With adapted procedures and technology, interviews and talent scouting have continued to take place at a steady pace since the beginning of the pandemic. Although candidates have been receiving offers, some have come with the new condition of a delayed start date. This is likely made to avoid the friction of starting while the company is still adjusting to pandemic measures, but it’s often compensated for in the form of more robust sign-on bonuses. Overall, most companies are operating like usual, just through remote means. Some sectors within the tech industry are booming and hiring more, while others are cutting cost wherever possible, however the FAANG giants have remained stable and will continue to survive.

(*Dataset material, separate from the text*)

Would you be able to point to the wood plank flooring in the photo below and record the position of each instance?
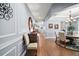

The lasting effects of this pandemic on FAANG companies are yet to be known. The most obvious impact is that it will likely affect how and where jobs are done. Facebook has been among the first to lean into the remote revolution, committing to making a large portion of their jobs remote in the coming years. It is likely that the tools and strategies adopted to combat the pressures of this pandemic will be utilized more in the future in some respect. Although FAANG recruiters undoubtedly appreciate in-person meetings, the convenience, efficiency, and effectiveness of the remote tools used during these new interview procedures have shown great promise. Accelerated by the pandemic, the remote revolution is slowly but surely taking over the tech industry, with the recruitment process being no exception.